Deputy Governor Chuchi G. Fonacier, head of the central bank’s Financial Supervision Sector, said the Monetary Board will decide on possible regulatory relief measures for Development Bank of the Philippines (DBP) and Land Bank of the Philippines (LANDBANK).
“Given the scenario, the Monetary Board will relate and look at the banks’ financial condition first. That’s how the BSP assesses the basis to grant regulatory relief,” Ms. Fonacier said.
“We don’t want to grant the relief measures right away. The Monetary Board should determine whether the regulatory relief can be extended. We do not grant the relief at the onset,” she said.
She added that even though DBP and LANDBANK are government banks, the BSP will still have to consider the implications on the banking system if the state-owned banks are to supply seed money to Maharlika.
Senate Bill No. 1670 proposes that the two banks provide Maharlika initial capital of P75 billion.
According to Ms.
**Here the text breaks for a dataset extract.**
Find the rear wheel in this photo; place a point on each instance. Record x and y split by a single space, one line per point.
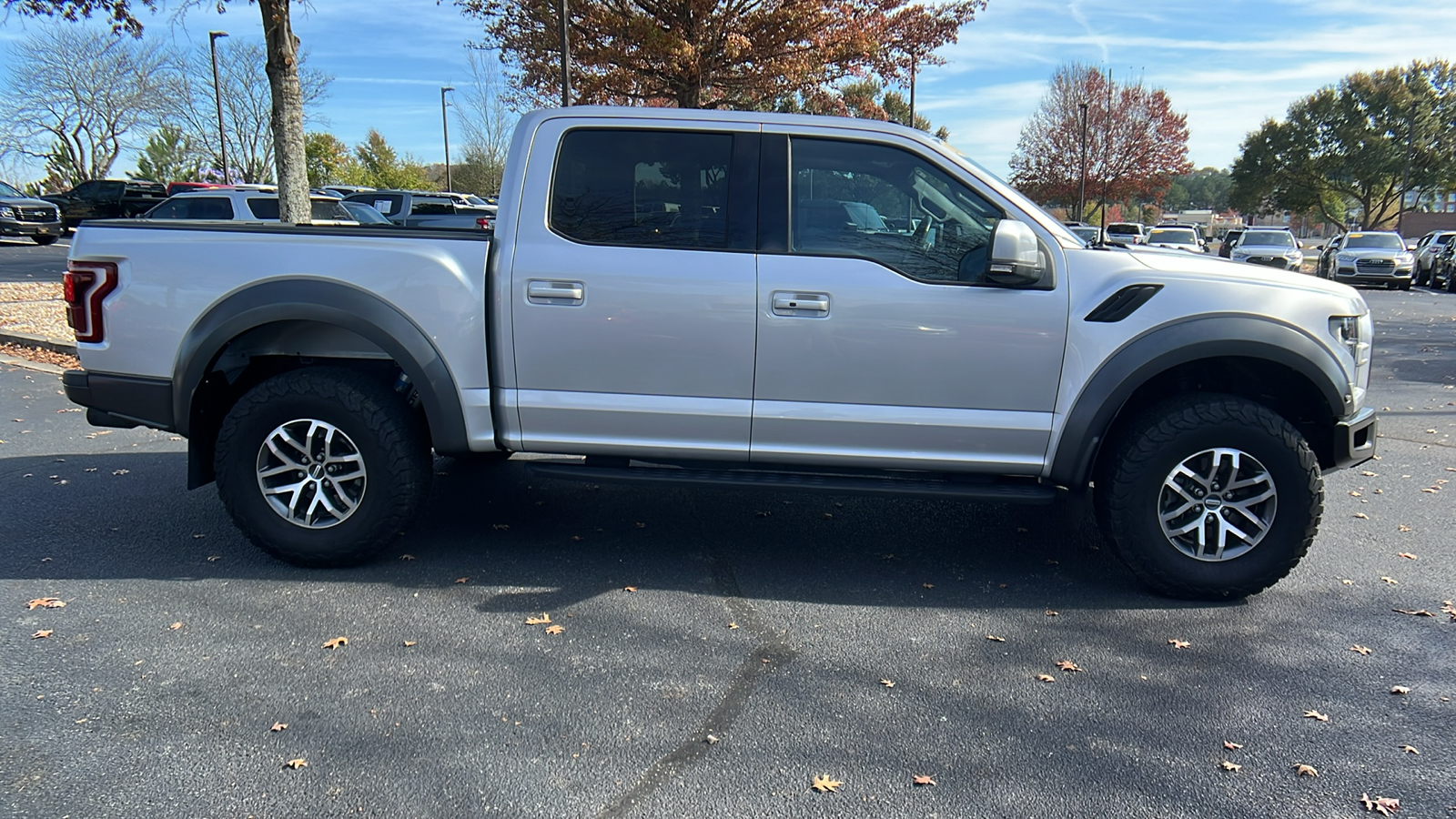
322 467
1210 497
Fonacier, the government banks are in talks with the BSP on possible exemptions from the BSP’s ceilings on equity investments.
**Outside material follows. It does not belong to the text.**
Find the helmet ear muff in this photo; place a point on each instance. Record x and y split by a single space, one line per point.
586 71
“If they have equity investments, they will be subject to a ceiling. So, they are looking to be exempted from those limits and ceilings,” she said.
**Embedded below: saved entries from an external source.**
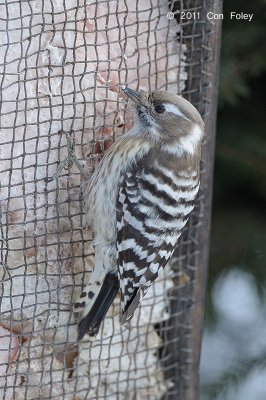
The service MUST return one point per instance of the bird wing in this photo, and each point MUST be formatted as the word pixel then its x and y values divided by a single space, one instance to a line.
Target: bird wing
pixel 148 227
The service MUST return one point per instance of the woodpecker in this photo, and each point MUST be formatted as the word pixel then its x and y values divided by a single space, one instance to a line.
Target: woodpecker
pixel 138 201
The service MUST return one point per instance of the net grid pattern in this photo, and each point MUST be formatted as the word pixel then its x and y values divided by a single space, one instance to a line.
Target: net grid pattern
pixel 60 63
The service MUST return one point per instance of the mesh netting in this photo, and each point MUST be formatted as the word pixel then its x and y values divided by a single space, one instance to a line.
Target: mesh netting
pixel 61 63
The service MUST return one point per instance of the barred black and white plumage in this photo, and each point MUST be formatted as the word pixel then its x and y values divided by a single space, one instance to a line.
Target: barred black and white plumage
pixel 139 199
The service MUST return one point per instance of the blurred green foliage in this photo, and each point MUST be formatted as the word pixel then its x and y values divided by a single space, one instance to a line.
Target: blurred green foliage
pixel 238 236
pixel 243 50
“But again, (only) the Monetary Board has the authority to grant them regulatory relief measures. Not us (in the Financial Supervision Sector),” she added.
According to the BSP’s Manual of Regulations for Banks, the equity investment of a bank in a single financial allied undertaking is capped at a certain ratio relative to the bank’s total subscribed capital stock and the total voting stock of the allied undertaking.
In January, BSP Governor Felipe M. Medalla, who also heads the Monetary Board, expressed his support for the objectives of the Maharlika legislation.
“We support the provisions that say that (the central bank) may extend regulatory relief to the DBP and LANDBANK,” Mr. Medalla said.
“Some critics may say that it gives undue advantage to LANDBANK and the DBP, relative to private banks, but one must be aware, too, that LANDBANK and DBP are also quite restricted by their mandates (as government financial institutions) and do not really directly compete very much with the private banks. So, we do not see that as (posing) a major competition problem,” he added.
The BSP has also been proposed as a Maharlika funder at some point in the legislative process. The plans involve the central bank remitting all of its dividends to Maharlika in the first and second fiscal years after the fund’s establishment.
In succeeding years, the proposals involve the BSP providing half of its dividends to the fund.